War er ihnen da etwas nachdenklicher oder sorgenvoller erschienen? Vielleicht; doch einen so verschlossenen Mann fragt man ja nicht gern nach der Ursache seiner Sorgen. Gewiß war nur das eine, daß er am nächsten Morgen in früher Stunde Ilka mit wenigen Zeilen von seiner Abreise Mitteilung gemacht hatte. Dann war er fortgegangen, ohne das Ziel seiner Reise anzugeben. Der Doktor Hamine hatte Ilka also sehr beunruhigt verlassen, in einer Unruhe, die er auch selbst teilte.

Der Landauer rollte in schneller Fahrt dahin. Ein vorausgeschickter Berittener sorgte an den Wechselstellen dafür, daß das neue Gespann stets sofort zur Hand war. So ging keine Minute verloren, und hätte der Wagen Riga[91] heute drei Stunden früher verlassen, so hätte die Untersuchung des Falles noch an demselben Tage beginnen können.

Die Luft war trocken und etwas kalt. Der Sturm des vorigen Tages war zu einer leichten nordöstlichen Brise abgeflaut. Nur die Landstraße, die unter dem Unwetter arg gelitten hatte, zwang die Pferde zu besonderer Anstrengung.

In der Mitte des Weges wurde den Reisenden eine halbe Stunde zur Einnahme einer Mahlzeit zugestanden. Sie begaben sich dazu in das mehr als bescheidene Gasthaus des betreffenden Dorfes und fuhren dann sogleich weiter.

Ihren Gedanken nachhängend, verhielten sich alle still. Bis auf wenige, dann und wann zwischen Frank Johausen und dem Major Verder gewechselte Worte herrschte im Wagen tiefes Schweigen. So schnell die Fahrt auf der Straße auch dahinging, meinte man doch, daß die Postillone sich zu viel Zeit nähmen. Der ungeduldigste der Reisegesellschaft, der Major Verder, trieb sie zuweilen zur Eile an, sparte wohl auch einen Fluch nicht und verstieg sich sogar zu Drohungen, wenn der Wagen bei stärkerem Aufstieg oder Fall der Straße langsamer vorwärts kam.

So kam es, daß es schon fünf schlug, als die letzte Wechselstelle vor Pernau erreicht wurde. Die tief am Horizonte stehende Sonne mußte bald verschwinden, und das »Umgebrochene Kreuz« war jetzt wohl noch ein Dutzend Werft entfernt.

»Meine Herren, begann da der Richter Kerstorf, ehe wir nach der Schenke kämen, würde es vollkommen dunkel sein, und das wäre ein ungünstiger Umstand, eine Untersuchung zu beginnen. Ich schlage Ihnen also vor, das bis morgen früh zu verschieben. Da wir in jener Schenke auch keine uns zusagenden Zimmer erhalten können, erscheint es mir ratsamer, die Nacht hier im Gasthause der Wechselstelle zu verbringen.

– Der Vorschlag läßt sich hören, meinte der Doktor Hamine, und wenn wir recht frühzeitig aufbrechen...

– Nun gut, bleiben wir also hier, sagte Frank Johausen, wenigstens wenn der Major Verder dagegen nichts einzuwenden hat.

- O... höchstens, daß meine Nachforschungen dadurch etwas verzögert werden, antwortete der Major, den es drängte, den Schauplatz des Verbrechens zu betreten.
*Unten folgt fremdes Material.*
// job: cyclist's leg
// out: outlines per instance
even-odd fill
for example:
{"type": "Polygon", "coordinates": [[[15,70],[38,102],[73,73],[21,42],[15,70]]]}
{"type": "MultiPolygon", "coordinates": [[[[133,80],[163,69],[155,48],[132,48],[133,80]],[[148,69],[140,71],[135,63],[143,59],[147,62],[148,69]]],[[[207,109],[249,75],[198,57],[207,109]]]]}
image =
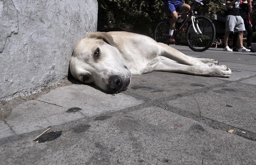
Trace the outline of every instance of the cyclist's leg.
{"type": "MultiPolygon", "coordinates": [[[[183,3],[181,6],[178,7],[179,8],[178,11],[180,12],[186,12],[190,10],[190,6],[186,3],[183,3]]],[[[187,15],[187,14],[182,14],[181,18],[182,20],[184,20],[186,17],[187,15]]]]}
{"type": "Polygon", "coordinates": [[[176,11],[174,11],[171,14],[171,16],[172,19],[170,23],[170,28],[171,30],[174,30],[175,29],[175,25],[178,20],[178,14],[176,11]]]}
{"type": "Polygon", "coordinates": [[[175,29],[175,24],[178,18],[178,14],[176,11],[174,4],[170,3],[168,1],[164,1],[164,7],[167,12],[168,14],[172,17],[172,20],[170,23],[170,29],[174,30],[175,29]]]}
– Der Kabak wird doch wohl seit heute Morgen überwacht? fragte der Richter.[92]

– Jawohl, antwortete der Major Verder. Eine von Pernau eingegangen Depesche meldet mir, daß unverzüglich Polizisten dahin geschickt worden sind mit dem Auftrage, niemand ins Haus und den Schenkwirt mit keiner Person in Verbindung treten zu lassen.

– Unter diesen Umständen, bemerkte dazu der Richter, wird die Verzögerung um eine Nacht der Untersuchung keinen Eintrag tun.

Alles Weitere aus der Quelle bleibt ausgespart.